Die beiden Historiker Richard Hemmer und Daniel Meßner bringen jede Woche »Geschichten aus der Geschichte« auf ihrem gleichnamigen Podcast. Auch auf »Spektrum.de« blicken sie mit ihrer Kolumne in die Vergangenheit und erhellen, warum die Dinge heute so sind, wie sie sind.
Alle bisherigen Artikel der Kolumne »Hemmer und Meßner erzählen« gibt es hier.

Die Ausschreitungen in Würzburg waren nur der Anfang. In den nächsten Wochen sprangen die Unruhen auf weitere Städte des Deutschen Bundes über. Es gibt Berichte über Pogrome in Frankfurt am Main, Graz, Wien und Prag. Ende August erreichten die so genannten Hep-Hep-Krawalle auch Hamburg, Kopenhagen und Amsterdam. Die Gewalttaten gingen einher mit der Verbreitung von antisemitischen Schriften und Flugblättern.

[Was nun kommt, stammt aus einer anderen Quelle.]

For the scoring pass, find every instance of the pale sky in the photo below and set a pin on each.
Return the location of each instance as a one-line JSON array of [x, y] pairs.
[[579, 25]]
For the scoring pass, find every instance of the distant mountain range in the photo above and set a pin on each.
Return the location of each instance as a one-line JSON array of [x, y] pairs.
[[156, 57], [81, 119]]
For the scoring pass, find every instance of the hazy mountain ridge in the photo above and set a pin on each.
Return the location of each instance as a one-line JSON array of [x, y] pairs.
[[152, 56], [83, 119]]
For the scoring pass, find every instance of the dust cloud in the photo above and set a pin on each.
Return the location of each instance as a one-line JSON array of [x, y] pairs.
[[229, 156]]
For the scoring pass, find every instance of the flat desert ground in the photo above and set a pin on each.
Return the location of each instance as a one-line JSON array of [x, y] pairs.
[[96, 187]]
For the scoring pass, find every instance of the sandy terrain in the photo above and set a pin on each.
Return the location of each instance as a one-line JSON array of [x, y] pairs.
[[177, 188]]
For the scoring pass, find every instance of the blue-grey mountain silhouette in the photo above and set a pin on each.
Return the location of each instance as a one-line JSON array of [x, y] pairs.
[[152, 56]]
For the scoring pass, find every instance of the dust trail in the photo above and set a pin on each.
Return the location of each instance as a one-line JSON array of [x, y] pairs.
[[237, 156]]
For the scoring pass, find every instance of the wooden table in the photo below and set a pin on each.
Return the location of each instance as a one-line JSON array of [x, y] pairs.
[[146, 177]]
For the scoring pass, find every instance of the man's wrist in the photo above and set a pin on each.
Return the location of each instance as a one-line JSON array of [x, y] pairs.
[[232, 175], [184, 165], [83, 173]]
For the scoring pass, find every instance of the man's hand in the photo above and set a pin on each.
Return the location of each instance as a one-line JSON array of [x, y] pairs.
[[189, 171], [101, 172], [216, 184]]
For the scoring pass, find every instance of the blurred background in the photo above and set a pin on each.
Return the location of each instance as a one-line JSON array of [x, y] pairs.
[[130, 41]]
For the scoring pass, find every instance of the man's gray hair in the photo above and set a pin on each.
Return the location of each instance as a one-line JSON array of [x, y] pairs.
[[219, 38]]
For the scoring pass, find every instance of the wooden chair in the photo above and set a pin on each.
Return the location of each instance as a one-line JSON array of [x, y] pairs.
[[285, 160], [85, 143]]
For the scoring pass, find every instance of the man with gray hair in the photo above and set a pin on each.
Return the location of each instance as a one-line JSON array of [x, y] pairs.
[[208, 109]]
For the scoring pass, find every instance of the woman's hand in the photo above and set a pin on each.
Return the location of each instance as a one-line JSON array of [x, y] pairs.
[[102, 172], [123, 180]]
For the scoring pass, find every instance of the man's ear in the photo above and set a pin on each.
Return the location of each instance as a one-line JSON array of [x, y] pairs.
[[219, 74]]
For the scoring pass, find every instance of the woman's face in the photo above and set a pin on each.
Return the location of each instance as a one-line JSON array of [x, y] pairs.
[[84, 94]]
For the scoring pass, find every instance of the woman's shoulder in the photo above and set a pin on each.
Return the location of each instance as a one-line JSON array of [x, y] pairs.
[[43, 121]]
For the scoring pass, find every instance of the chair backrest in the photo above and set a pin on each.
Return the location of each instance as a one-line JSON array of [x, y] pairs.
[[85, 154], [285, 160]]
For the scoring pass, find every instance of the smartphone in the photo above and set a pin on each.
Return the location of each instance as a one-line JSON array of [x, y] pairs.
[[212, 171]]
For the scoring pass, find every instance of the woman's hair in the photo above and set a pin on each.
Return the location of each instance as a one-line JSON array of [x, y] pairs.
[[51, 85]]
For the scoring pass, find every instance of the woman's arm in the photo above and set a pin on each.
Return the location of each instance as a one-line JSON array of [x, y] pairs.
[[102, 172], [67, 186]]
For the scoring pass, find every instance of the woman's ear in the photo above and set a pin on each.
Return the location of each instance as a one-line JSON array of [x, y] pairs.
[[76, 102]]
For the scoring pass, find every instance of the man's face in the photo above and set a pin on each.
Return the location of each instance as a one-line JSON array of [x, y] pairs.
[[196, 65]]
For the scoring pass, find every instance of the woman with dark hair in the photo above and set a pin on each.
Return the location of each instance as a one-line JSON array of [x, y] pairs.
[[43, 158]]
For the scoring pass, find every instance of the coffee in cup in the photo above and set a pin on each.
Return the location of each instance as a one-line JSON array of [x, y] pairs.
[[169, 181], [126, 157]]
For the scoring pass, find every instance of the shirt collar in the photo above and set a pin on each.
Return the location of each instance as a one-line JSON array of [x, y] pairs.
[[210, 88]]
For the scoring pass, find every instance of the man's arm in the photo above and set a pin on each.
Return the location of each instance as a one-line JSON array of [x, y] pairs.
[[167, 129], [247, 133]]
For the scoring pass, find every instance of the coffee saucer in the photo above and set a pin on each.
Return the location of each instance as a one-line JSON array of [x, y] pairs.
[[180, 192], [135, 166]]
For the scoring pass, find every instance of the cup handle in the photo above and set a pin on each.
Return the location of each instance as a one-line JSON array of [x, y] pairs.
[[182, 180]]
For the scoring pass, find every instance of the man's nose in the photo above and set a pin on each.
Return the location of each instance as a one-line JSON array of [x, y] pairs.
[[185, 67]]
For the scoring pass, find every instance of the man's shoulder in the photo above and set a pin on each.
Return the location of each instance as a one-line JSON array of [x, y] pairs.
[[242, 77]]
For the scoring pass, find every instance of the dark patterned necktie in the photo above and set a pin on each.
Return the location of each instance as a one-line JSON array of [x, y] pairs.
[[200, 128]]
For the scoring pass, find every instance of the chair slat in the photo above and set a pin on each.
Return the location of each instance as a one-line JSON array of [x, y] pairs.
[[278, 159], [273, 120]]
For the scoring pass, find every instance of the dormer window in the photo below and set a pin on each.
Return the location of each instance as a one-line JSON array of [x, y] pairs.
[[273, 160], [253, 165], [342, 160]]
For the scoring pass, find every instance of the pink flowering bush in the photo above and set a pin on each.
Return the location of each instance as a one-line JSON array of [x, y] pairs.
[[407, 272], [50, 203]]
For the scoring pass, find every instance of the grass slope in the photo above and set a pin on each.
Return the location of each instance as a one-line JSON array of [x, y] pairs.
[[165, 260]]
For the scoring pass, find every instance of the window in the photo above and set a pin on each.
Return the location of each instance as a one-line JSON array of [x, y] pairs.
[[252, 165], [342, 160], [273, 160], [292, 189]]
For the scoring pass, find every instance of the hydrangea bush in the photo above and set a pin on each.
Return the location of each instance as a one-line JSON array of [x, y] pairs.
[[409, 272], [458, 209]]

Die Gewalt richtete sich gegen die Gleichberechtigung der Juden

Zum ersten Mal seit dem Mittelalter wurden Jüdinnen und Juden in überregionalen Unruhen gewaltsam verfolgt. Aber warum gerade 1819? Wenige Jahre zuvor waren Gesetze erlassen worden, die so genannten Judenedikte. Sie entstanden aus den Maximen der Französischen Revolution, in deren Folge die Juden immer mehr als gleichberechtigte Staatsbürger anerkannt wurden. Nun sollten ihnen auch per Gesetz die Gewerbefreiheit, Niederlassungsfreiheit und das Wahlrecht gewährt werden.

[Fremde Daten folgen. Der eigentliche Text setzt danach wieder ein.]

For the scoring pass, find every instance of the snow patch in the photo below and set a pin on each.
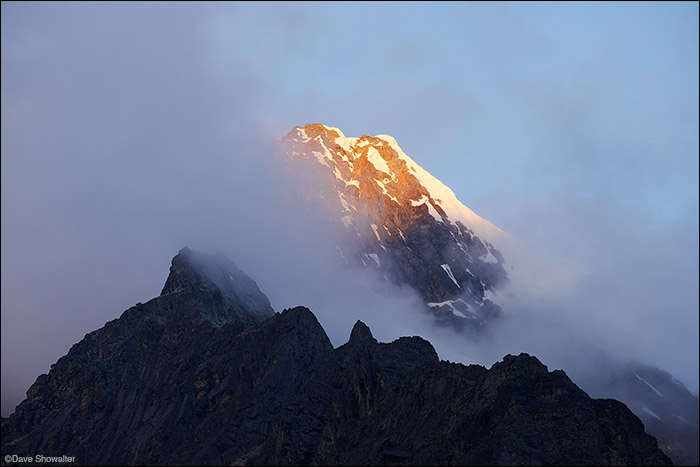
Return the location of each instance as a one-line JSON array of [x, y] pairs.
[[447, 269], [651, 412], [377, 161], [656, 391], [376, 232], [455, 210], [375, 258], [488, 257]]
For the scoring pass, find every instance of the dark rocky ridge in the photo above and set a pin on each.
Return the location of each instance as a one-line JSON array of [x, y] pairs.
[[206, 374]]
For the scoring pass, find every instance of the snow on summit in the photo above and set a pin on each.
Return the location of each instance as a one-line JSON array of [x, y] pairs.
[[402, 220]]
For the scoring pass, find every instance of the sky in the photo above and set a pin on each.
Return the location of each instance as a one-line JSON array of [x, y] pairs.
[[130, 130]]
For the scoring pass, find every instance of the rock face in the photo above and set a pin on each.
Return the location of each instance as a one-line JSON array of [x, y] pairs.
[[402, 221], [207, 374]]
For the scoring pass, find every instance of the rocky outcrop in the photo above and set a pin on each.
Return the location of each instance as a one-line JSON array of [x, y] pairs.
[[401, 221], [198, 376], [665, 406]]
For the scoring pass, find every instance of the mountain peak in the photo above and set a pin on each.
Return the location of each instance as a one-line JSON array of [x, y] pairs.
[[361, 334], [401, 221], [232, 292]]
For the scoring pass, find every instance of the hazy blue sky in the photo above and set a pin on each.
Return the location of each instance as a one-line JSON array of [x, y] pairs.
[[130, 130]]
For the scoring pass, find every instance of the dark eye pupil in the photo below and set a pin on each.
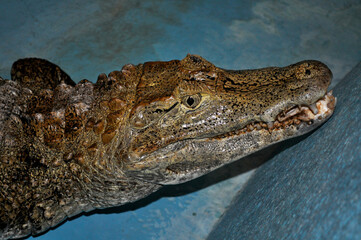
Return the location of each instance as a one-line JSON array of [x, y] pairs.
[[190, 101]]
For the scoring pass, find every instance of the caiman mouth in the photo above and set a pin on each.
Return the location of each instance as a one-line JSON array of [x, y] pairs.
[[295, 115]]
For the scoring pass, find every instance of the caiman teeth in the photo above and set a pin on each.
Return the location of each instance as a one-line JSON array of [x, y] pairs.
[[292, 116]]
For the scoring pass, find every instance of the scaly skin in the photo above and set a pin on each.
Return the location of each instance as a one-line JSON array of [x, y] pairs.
[[67, 148]]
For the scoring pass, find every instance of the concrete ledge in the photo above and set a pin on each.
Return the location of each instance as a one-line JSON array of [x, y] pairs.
[[310, 190]]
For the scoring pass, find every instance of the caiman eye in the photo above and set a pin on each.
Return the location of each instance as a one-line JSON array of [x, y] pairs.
[[192, 101]]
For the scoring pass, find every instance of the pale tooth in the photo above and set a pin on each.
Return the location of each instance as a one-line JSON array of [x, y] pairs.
[[292, 112], [314, 109]]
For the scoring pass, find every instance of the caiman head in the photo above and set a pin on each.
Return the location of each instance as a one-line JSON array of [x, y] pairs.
[[191, 117]]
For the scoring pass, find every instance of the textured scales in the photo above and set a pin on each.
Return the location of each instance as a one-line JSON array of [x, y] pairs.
[[67, 148]]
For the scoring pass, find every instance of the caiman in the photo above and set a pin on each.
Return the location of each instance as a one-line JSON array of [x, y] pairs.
[[66, 148]]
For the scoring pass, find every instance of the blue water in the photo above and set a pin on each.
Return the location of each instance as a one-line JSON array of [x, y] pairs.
[[87, 38]]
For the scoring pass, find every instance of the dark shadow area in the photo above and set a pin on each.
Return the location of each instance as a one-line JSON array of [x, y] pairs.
[[228, 171]]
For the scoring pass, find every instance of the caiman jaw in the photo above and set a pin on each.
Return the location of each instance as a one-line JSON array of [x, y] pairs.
[[320, 110]]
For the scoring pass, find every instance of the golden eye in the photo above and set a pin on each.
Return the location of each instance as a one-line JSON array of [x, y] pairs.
[[192, 101]]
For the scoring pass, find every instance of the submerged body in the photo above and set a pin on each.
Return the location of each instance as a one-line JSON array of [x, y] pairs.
[[67, 148]]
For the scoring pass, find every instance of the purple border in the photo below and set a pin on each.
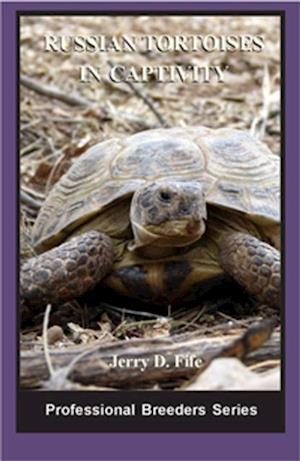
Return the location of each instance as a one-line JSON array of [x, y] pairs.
[[150, 446]]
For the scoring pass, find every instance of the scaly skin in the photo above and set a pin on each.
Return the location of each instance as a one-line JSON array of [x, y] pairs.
[[66, 272], [253, 264]]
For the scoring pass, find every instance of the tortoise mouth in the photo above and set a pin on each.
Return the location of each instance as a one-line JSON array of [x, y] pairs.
[[175, 233]]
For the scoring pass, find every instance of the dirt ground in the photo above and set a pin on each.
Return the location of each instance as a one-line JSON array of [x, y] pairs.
[[55, 130]]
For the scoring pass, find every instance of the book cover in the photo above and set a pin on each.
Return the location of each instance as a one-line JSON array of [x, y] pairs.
[[149, 230]]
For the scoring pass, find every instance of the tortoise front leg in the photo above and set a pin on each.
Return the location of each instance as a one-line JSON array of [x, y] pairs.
[[67, 271], [253, 264]]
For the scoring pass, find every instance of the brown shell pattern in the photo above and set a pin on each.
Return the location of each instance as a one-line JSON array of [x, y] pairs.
[[237, 172]]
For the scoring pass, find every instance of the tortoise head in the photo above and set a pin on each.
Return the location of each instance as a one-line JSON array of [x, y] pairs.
[[168, 213]]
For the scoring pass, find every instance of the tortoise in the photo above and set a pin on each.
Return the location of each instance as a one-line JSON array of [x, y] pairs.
[[157, 216]]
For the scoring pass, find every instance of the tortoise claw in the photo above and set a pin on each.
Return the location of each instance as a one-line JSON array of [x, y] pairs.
[[253, 264], [66, 272]]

Es war denn auch das Bayerische Judenedikt von 1813, das die Unruhen in Würzburg entzündete. Die Stadt am Main war lange ein Fürstbistum, in dem es Juden bis Anfang des 19. Jahrhunderts verboten war, sich niederzulassen. Als Würzburg 1814 seine Eigenständigkeit verlor und die Stadt zu Bayern kam, galt nun auch dort das Bayerische Judenedikt. Sehr zum Missfallen der christlichen Kaufleute und Würzburger Bürger, die gezielt antijüdische Stimmungsmache betrieben. Mit den Hep-Hep-Unruhen – nicht nur in Würzburg – wollten die Stadtbürger also den sozialen und wirtschaftlichen Aufstieg der jüdischen Bevölkerung und deren politische Gleichberechtigung bekämpfen.

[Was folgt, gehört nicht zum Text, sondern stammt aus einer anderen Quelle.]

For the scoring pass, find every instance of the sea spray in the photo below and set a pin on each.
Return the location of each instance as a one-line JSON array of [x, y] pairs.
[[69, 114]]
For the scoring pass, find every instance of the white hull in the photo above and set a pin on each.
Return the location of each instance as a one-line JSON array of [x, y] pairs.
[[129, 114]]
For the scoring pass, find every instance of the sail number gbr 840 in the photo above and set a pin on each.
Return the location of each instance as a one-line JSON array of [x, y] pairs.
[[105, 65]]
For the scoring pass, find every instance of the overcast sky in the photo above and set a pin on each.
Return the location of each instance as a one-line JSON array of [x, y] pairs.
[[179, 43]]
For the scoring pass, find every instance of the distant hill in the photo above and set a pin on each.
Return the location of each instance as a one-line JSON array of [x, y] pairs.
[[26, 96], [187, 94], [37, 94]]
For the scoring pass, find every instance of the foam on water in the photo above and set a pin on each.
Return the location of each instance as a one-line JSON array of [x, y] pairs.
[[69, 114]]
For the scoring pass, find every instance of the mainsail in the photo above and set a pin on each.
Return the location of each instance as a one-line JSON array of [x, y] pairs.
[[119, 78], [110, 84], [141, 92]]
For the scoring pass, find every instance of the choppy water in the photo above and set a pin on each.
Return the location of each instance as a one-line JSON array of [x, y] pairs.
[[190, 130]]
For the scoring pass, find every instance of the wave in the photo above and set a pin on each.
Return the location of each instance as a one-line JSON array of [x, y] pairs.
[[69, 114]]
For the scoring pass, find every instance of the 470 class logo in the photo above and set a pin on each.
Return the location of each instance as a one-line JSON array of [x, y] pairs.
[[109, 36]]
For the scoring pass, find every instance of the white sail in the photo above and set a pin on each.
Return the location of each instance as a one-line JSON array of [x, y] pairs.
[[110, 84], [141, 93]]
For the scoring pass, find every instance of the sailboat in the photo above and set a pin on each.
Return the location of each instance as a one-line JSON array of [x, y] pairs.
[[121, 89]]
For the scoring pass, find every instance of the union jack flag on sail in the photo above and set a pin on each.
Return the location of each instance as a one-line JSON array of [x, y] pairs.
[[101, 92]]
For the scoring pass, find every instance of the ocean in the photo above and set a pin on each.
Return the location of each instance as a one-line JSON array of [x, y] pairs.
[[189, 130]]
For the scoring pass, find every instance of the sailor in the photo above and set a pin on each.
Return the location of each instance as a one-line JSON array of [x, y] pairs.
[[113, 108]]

Noch im August trafen sich Diplomaten und Minister der Staaten des Deutschen Bundes zu Beratungen im böhmischen Karlsbad. Sie nutzten die Gewaltausbrüche, um im Eilverfahren ein riesiges Überwachungspaket zu verabschieden: die Karlsbader Beschlüsse. Obwohl sich die Pogrome nicht gegen die staatlichen Instanzen richteten, wurden sie als Begründung vorgeschoben, dass eine mögliche Revolte gegen den Staat verhindert werden müsse.

Die Gleichstellung der jüdischen Bevölkerung stagnierte

Kurz darauf fanden die Hep-Hep-Unruhen ein Ende – und mit ihnen stagnierte die Emanzipation und rechtliche Besserstellung der jüdischen Bevölkerung für einige Jahrzehnte. Langfristig änderte sich das erst wieder in der zweiten Hälfte des 19. Jahrhunderts, etwa als es 1867 zum Ausgleich der Habsburger Monarchie mit Ungarn kam und die Doppelmonarchie gegründet wurde. Ebenso wurde erst mit der deutschen Reichsgründung 1871 die Gleichstellung der Juden gesetzlich verankert.

Statt den Status der Juden im Deutschen Bund zu stärken, hatten die Machthaber die unübersichtliche Lage genutzt, um die monarchische Ordnung zu festigen. Die Hep-Hep-Unruhen von 1819 bereiteten zudem den Boden für den ausgeprägten Antisemitismus des 19. Jahrhunderts in Deutschland. »Hep, Hep« – wofür diese Worte stehen, ist unklar. Es wird vermutet, dass es sich um eine verkürzte Kreuzfahrerparole oder eine Abkürzung für »Hebräer« handelt. Das grimmsche Wörterbuch liefert die Erklärung, dass mit dem Ruf Zugtiere angetrieben wurden. Sicher ist: »Hep, Hep« ist keine harmlose Äußerung, sondern ein Spott- und Hetzruf gegen die jüdische Bevölkerung während der Verfolgungen von 1819.